La mairie souligne une augmentation alarmante du détournement du protoxyde d'azote, considéré comme un phénomène banalisé au sein de la communauté. Cet arrêté vise à répondre à cette problématique de santé publique, demandant également aux vendeurs de faire preuve de responsabilité. "Nous allons renforcer les contrôles et les contraventions", a déclaré Arieh Adida, adjoint à la maire de Strasbourg, à France 3 Grand Est.
Une législation imminente
Cette interdiction est un prélude à une loi détaillée qui devrait être publiée avant la fin de l'année. Le protoxyde d'azote est de plus en plus associé à des cas graves d'intoxication et même de décès, faisant de son contrôle un enjeu crucial pour la santé des jeunes, notamment.

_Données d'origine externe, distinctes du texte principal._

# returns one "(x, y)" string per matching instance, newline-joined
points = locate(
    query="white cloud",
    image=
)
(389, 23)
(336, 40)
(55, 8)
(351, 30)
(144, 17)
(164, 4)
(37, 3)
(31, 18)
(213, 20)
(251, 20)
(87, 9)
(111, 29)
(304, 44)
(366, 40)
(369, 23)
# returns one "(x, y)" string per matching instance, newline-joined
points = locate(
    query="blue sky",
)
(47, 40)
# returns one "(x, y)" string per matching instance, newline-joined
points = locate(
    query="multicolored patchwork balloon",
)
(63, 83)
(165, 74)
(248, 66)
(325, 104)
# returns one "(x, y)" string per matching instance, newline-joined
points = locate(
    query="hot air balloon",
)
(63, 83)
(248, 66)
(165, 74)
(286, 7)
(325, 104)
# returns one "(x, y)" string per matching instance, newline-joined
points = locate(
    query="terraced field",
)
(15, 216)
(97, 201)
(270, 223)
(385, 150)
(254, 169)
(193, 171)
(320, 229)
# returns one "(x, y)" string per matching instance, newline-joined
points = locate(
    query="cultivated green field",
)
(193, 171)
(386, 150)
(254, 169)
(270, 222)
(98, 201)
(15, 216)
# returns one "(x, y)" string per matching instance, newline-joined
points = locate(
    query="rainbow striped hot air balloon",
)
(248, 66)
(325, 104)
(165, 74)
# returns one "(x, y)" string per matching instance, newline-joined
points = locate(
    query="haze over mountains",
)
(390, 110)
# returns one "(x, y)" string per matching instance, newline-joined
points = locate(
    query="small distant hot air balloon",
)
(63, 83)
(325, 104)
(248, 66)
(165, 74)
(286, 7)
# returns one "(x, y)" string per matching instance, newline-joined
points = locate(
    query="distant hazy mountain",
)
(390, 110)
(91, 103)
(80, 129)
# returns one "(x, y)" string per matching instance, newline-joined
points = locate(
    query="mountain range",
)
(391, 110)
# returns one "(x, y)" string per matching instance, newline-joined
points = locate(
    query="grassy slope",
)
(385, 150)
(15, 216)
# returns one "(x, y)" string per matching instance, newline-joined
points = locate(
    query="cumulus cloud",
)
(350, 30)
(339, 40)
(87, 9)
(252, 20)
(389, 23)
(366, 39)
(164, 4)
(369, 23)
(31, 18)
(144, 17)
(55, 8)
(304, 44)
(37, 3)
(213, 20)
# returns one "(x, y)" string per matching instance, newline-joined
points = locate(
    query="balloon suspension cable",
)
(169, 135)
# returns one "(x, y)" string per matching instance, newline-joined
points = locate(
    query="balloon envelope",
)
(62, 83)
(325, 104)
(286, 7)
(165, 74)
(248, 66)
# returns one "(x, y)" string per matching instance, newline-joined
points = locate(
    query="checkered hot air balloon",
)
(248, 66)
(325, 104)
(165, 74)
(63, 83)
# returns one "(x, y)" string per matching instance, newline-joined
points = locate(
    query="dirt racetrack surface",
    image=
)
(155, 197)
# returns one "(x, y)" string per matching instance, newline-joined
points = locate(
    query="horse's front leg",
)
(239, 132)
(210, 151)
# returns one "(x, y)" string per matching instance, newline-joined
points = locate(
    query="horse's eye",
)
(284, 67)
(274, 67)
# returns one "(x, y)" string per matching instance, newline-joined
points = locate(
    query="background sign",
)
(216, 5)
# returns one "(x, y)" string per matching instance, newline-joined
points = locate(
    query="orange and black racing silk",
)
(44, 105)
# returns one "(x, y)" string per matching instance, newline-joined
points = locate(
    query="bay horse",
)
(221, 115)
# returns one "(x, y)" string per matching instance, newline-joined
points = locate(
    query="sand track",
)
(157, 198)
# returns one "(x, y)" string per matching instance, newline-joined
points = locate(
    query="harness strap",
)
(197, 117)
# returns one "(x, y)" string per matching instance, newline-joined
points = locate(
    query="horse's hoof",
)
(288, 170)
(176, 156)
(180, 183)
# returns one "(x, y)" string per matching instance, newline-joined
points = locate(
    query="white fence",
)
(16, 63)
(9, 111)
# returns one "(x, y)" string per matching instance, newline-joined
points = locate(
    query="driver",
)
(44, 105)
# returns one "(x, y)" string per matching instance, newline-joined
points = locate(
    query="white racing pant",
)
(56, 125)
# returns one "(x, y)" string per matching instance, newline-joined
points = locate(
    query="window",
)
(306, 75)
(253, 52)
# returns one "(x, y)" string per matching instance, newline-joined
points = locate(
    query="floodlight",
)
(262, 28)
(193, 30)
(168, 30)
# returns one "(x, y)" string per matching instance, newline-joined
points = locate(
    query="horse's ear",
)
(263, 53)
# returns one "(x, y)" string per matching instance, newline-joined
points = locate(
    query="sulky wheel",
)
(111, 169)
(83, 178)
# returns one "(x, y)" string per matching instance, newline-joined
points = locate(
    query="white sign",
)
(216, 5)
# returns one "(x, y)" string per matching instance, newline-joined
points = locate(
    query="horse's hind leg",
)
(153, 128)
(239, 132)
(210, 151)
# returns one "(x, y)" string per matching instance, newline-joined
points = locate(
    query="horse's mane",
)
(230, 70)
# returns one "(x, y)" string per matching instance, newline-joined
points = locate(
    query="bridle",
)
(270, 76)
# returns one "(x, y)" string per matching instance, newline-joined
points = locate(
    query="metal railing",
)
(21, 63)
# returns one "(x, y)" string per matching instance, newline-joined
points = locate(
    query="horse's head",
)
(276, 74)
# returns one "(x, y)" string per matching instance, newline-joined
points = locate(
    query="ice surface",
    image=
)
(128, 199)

Des campagnes de prévention par l'intermédiaire de supports visuels et d'initiatives éducatives dans les établissements scolaires sont également prévues. Des villes d'Alsace telles que Colmar et Barr ont déjà mis en place des mesures similaires pour contrer cette consommation dangereuse.
Un rapport de Santé Publique France a révélé qu'une proportion inquiétante de 14 % des jeunes entre 18 et 24 ans avait reconnue avoir déjà expérimenté le protoxyde d'azote l'année passées, ce qui souligne l'urgence d’agir face aux risques associés à son inhalation.